Divergence Meter Project


DS3232 Real Time Clock Option

The production version of the main circuit board gives you the option of using the Dallas Semiconductor Maxim DS3232 "Extremely Accurate Real Time Clock with Integrated Crystal and SRAM" instead of the DS1307 Real Time Clock that I used for my prototypes. The DS3232 has a temperature-compensated internal oscillator which is supposed to give an accuracy of better than two minutes of error per year.

NOTE: This option requires Version 1.05 or later of the divergence meter software. The DS3232 has a different method of flagging when it has lost backup power than the DS1307 does, so I needed to modify the software. I wrote version 1.05 of the software to handle either version of the clock chip.

The DS3232 comes in an SOIC-20 surface mount package, so it is more difficult to install than the DS1307 (which comes in a DIP-8 package). With the DS3232, you don't need crystal X2. I also used a surface mount bypass capacitor next to the DS3232 instead of the C4 capacitor. The parts for the DS3232 option are more expensive than those for the DS1307 standard option, but the DS3232 gives you a more accurate clock.

So the required parts for this option are:

Quantity Description Part Number Source

Maxim DS3232SN# Real Time Clock

(The DS3232S# would also work. It is slightly cheaper, but has a narrower operating temperature range.)


or 700-DS3232S#

mouser.com $9.39

or $8.15

1 0805 0.1uF surface mount Capacitor 810-CGJ4J2X7R1H104K mouser.com $0.09

You don't need the U3: DS1307+ Real Time Clock and X2: Crystal 32.768 KHz 12.5 pF 20ppm from the regular parts list. You also don't need C4, since the 0805 capacitor replaces its function.

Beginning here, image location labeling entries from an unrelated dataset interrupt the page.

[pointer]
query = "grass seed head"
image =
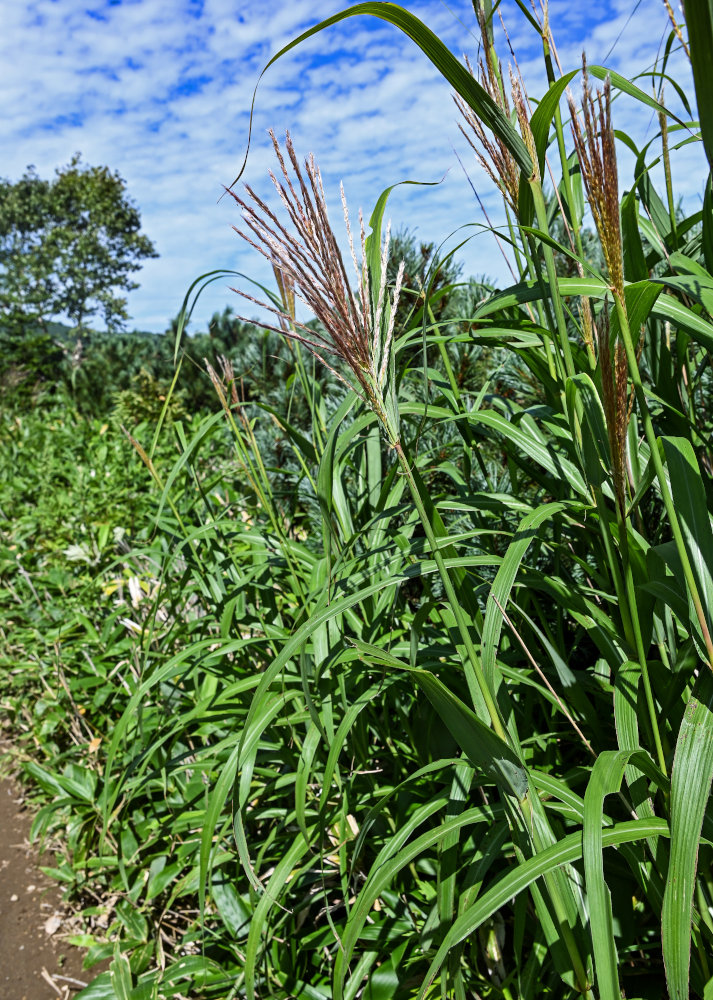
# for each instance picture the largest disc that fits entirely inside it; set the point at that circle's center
(596, 150)
(355, 326)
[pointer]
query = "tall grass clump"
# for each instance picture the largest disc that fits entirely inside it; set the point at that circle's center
(434, 718)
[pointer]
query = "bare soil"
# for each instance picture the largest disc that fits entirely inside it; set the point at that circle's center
(36, 962)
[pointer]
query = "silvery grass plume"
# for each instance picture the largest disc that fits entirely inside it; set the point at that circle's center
(492, 154)
(596, 150)
(356, 326)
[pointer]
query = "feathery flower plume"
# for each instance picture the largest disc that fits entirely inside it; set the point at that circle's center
(357, 326)
(596, 150)
(492, 154)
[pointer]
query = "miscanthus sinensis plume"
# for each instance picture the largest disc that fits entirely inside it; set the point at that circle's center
(354, 338)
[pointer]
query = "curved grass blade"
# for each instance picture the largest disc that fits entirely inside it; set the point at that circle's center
(691, 779)
(564, 852)
(604, 780)
(444, 61)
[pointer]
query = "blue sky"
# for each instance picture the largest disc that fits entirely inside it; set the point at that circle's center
(161, 90)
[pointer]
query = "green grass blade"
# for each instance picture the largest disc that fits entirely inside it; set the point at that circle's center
(445, 62)
(690, 790)
(699, 22)
(566, 851)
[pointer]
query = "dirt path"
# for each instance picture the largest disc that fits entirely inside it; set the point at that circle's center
(36, 963)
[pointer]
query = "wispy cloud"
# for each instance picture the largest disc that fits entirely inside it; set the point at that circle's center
(161, 90)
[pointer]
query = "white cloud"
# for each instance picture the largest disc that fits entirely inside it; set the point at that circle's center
(161, 91)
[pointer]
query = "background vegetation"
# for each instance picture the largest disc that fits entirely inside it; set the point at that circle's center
(375, 662)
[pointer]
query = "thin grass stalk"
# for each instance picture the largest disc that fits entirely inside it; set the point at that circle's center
(663, 124)
(256, 473)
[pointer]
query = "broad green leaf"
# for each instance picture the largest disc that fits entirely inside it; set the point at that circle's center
(445, 62)
(604, 780)
(690, 790)
(689, 496)
(699, 28)
(564, 852)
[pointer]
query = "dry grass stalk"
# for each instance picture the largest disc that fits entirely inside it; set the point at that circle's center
(596, 150)
(676, 27)
(492, 154)
(617, 410)
(356, 326)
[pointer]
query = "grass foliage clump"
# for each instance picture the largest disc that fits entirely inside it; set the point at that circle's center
(422, 705)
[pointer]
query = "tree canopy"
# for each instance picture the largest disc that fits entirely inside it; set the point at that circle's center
(68, 248)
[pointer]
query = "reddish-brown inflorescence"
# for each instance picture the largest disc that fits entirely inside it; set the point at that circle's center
(356, 328)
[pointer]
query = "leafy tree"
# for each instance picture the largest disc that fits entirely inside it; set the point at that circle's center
(68, 248)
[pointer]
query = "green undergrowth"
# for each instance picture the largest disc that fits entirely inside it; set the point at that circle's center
(418, 703)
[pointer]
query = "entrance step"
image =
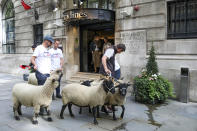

To test the DS3232 option, I installed the DS1307 in a socket when I built a version of the divergence meter using the production boards (normally I just solder that chip in place). Then later, I pulled out the DS1307 and soldered on the DS3232 and 0805 surface mount components. Then I added two jumper wires as shown in the photo below (the black wire and white wire that cross each other):

DS3232 option

This gave me the option of running the board with either the DS3232 or the standard DS1307 (I just need to pull the ends of the jumper wires out of the socket and plug the DS1307 back in if I need to run with the DS1307...which I might need to do in order to check software problems related to the DS1307).

But if you just want to go with the DS3232 option, you would not install the DIP-8 socket or the X2 crystal... you just need to solder in the two jumpers (the red and white wires in the photo below):

DS3232 option

Below is a photo of the opposite of the my main board with the DS3232 soldered in place (the black rectangular component in the bottom left). The yellow arrow points to the tiny 0805 surface mount 0.1uF capacitor.

DS3232 option

Again, to learn how to solder these tiny surface mount components in place, I highly recommend the techniques shown in this YouTube video. (Once you've soldered the serial driver chips in place, working with these parts should be relatively easy.)

The divergence meter operates the same way with either the DS1307 or the DS3232 in place (REMEMBER: This option requires software version 1.05 or later to work). The DS3232 appears to be less picky about the backup battery not being in place -- the DS1307 will not run at all without its backup battery, and will give you either a blank display or display a "666" error... but the DS3232 ran without the backup battery. HOWEVER, the backup battery should always be in place or unreliable operation can occur.

My testing shows that the DS3232 is certainly more accurate than the DS1307 (but I haven't run it long enough yet to know how much more accurate it is).